Iceland as an example of how to fix it
Iceland has been rated as the world’s most gender equal country for a decade. It was the first to directly elect a female president, around half of members of the parliament and company directors are female. Although there exists an equal pay act since 1961 Icelandic women still earn less than men. In 2017 no other country has gone as far as Iceland when it comes to demanding equal pay for equal work. They passed a new law which requires companies and institutions employing 25 or more workers to obtain equal pay certification. If the company cannot be certified as paying equal wages for work of equal value, they will face daily fines.

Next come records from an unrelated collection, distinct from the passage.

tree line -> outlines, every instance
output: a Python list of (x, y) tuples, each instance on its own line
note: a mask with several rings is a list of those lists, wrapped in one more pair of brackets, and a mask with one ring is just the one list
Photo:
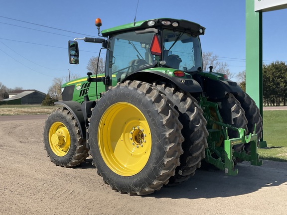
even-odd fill
[[(98, 57), (93, 57), (90, 59), (87, 70), (96, 74), (105, 73), (105, 61), (100, 58), (99, 64)], [(208, 67), (213, 66), (213, 72), (226, 74), (229, 79), (236, 77), (240, 87), (245, 91), (245, 71), (239, 73), (237, 75), (231, 72), (226, 63), (218, 60), (218, 56), (212, 52), (203, 53), (203, 70), (208, 71)], [(98, 67), (98, 68), (97, 68)], [(79, 75), (72, 75), (71, 80), (79, 78)], [(277, 61), (270, 64), (263, 64), (263, 101), (265, 106), (279, 106), (281, 105), (287, 105), (287, 65), (285, 62)], [(61, 100), (62, 95), (61, 87), (64, 83), (68, 81), (69, 77), (55, 78), (51, 86), (49, 88), (47, 96), (56, 100)], [(0, 82), (0, 100), (8, 98), (8, 94), (16, 90), (22, 90), (22, 88), (16, 87), (9, 89)]]
[[(244, 91), (245, 77), (245, 71), (239, 73), (237, 76), (239, 86)], [(277, 61), (270, 64), (264, 64), (262, 78), (264, 106), (287, 106), (287, 65), (286, 63)]]
[(287, 65), (277, 61), (263, 64), (263, 101), (265, 106), (287, 105)]

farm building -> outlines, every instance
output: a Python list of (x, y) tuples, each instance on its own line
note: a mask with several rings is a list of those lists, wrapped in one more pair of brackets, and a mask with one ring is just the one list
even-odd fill
[(36, 90), (22, 90), (8, 94), (9, 98), (1, 100), (5, 105), (40, 104), (46, 94)]

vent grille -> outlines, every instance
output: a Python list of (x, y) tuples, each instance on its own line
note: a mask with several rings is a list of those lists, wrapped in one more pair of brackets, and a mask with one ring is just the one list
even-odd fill
[(81, 89), (81, 91), (80, 92), (80, 97), (83, 97), (85, 95), (88, 94), (90, 85), (91, 85), (91, 82), (87, 82), (82, 85), (82, 89)]

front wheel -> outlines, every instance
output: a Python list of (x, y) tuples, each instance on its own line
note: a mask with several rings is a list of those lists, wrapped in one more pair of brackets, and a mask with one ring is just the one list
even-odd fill
[(93, 162), (104, 181), (131, 195), (166, 184), (183, 153), (178, 117), (165, 96), (147, 83), (119, 83), (104, 94), (88, 130)]
[[(224, 123), (237, 128), (244, 128), (246, 132), (248, 132), (245, 112), (240, 103), (231, 93), (227, 93), (224, 98), (216, 102), (219, 105), (219, 112)], [(228, 129), (228, 134), (230, 138), (239, 137), (238, 132), (230, 128)], [(233, 147), (236, 151), (241, 152), (244, 149), (244, 145), (236, 145)]]
[(48, 117), (43, 137), (47, 155), (57, 166), (77, 166), (88, 156), (86, 140), (81, 137), (75, 118), (65, 108), (57, 109)]
[[(263, 130), (262, 117), (260, 114), (260, 110), (256, 106), (255, 102), (246, 93), (242, 91), (236, 95), (235, 97), (239, 101), (245, 111), (245, 116), (248, 121), (247, 126), (249, 133), (254, 132), (256, 125), (255, 133), (258, 135), (257, 145), (258, 145), (260, 140), (262, 138)], [(250, 143), (245, 144), (245, 151), (248, 154), (250, 153)]]

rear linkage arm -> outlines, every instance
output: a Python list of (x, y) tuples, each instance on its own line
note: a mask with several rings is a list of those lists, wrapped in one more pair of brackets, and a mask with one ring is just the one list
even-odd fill
[[(250, 162), (252, 165), (261, 166), (263, 162), (259, 158), (257, 153), (257, 134), (255, 132), (251, 133), (249, 135), (246, 134), (245, 129), (237, 128), (222, 122), (218, 110), (217, 103), (207, 101), (205, 97), (201, 97), (200, 105), (203, 110), (204, 115), (207, 120), (207, 130), (209, 135), (207, 138), (208, 148), (205, 149), (205, 161), (221, 170), (224, 170), (228, 175), (236, 176), (238, 173), (238, 169), (234, 167), (234, 161), (237, 159), (241, 161), (247, 161)], [(210, 110), (213, 110), (216, 113), (216, 120), (214, 117), (212, 117)], [(214, 124), (217, 124), (222, 127), (222, 129), (214, 129)], [(232, 129), (238, 132), (239, 137), (230, 139), (227, 132), (228, 129)], [(254, 129), (255, 131), (256, 129)], [(223, 147), (216, 146), (216, 142), (220, 141), (221, 137), (224, 138), (224, 145)], [(247, 154), (245, 152), (237, 152), (234, 151), (233, 146), (235, 145), (250, 143), (251, 152), (250, 154)], [(218, 158), (214, 158), (212, 154), (215, 154)]]

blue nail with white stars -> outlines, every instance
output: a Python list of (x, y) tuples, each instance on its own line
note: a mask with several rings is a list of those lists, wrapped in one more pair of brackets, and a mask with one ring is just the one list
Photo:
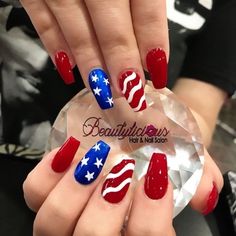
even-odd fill
[(102, 69), (94, 69), (88, 76), (90, 88), (101, 109), (113, 107), (113, 98), (108, 76)]
[(74, 176), (81, 184), (91, 184), (100, 174), (106, 162), (110, 146), (98, 141), (82, 158), (77, 165)]

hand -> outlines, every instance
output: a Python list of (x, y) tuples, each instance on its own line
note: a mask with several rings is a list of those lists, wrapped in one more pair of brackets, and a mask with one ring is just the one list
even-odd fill
[[(77, 64), (85, 85), (90, 85), (102, 109), (112, 107), (108, 82), (104, 85), (104, 80), (108, 81), (104, 70), (109, 74), (114, 96), (123, 93), (135, 111), (146, 107), (143, 68), (149, 70), (154, 87), (165, 87), (169, 54), (165, 1), (21, 3), (65, 82), (74, 81), (71, 67)], [(128, 77), (126, 87), (124, 80)], [(136, 85), (137, 90), (133, 90)]]
[[(127, 235), (175, 235), (172, 227), (173, 193), (167, 178), (161, 181), (163, 192), (150, 194), (146, 182), (151, 173), (149, 167), (146, 177), (138, 182), (134, 192), (131, 184), (127, 192), (123, 187), (109, 198), (109, 194), (104, 194), (104, 189), (108, 189), (112, 184), (116, 185), (118, 178), (109, 182), (109, 178), (104, 180), (101, 174), (96, 173), (93, 175), (94, 181), (85, 185), (85, 179), (80, 175), (80, 167), (88, 164), (88, 160), (82, 159), (76, 168), (78, 159), (85, 153), (85, 150), (77, 151), (78, 145), (78, 141), (70, 138), (59, 151), (56, 149), (46, 155), (24, 182), (26, 202), (37, 212), (34, 235), (120, 235), (127, 212)], [(96, 149), (95, 146), (93, 149)], [(69, 165), (68, 160), (71, 161), (75, 153), (75, 158)], [(86, 155), (88, 156), (93, 155), (90, 152)], [(162, 161), (162, 167), (159, 165), (158, 168), (162, 168), (163, 177), (167, 175), (167, 168), (163, 164), (164, 158), (158, 158)], [(203, 177), (191, 200), (192, 207), (204, 214), (213, 210), (218, 192), (222, 188), (222, 177), (218, 168), (207, 152), (205, 158)], [(126, 178), (131, 177), (133, 168), (132, 161), (127, 162), (130, 167), (127, 167), (128, 171), (125, 172)], [(155, 155), (151, 162), (155, 164)], [(119, 167), (115, 168), (111, 172), (119, 171)], [(114, 176), (113, 178), (115, 179)]]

Furthermore, Iceland and other countries have a great system of parental leave. They introduced a nine-month parental leave, where three months are earmarked for the father as well as for the mother and the remaining three months can be shared by the parents. If the father doesn’t take his due leave it is lost for both parents. The results showed off; there has been a radical change to childcare since the legislation was introduced. Both parents are active in childcare now [8].
To close the gender gap for good we need to change how we think
The UN Secretary General’s High-Level Panel on Women concluded, “Changing norms should be at the top of the 2030 Agenda.” Our social norms dictate to a certain degree how women and men are supposed to behave, which kind of character traits are regarded as feminine and which not and therefore which gender fits more to do certain jobs. In the end our social norms limit expectations of what women and men can or should do. We should not only talk about women when it comes to the gender pay gap but face it as a human issue that needs to be questioned and tackled from all sides. “And it’s not just a matter of focusing on Goal 5. Gender equality and the empowerment of women and girls must happen across all the SDGs to ensure their success, from poverty to sanitation and climate change.”[1]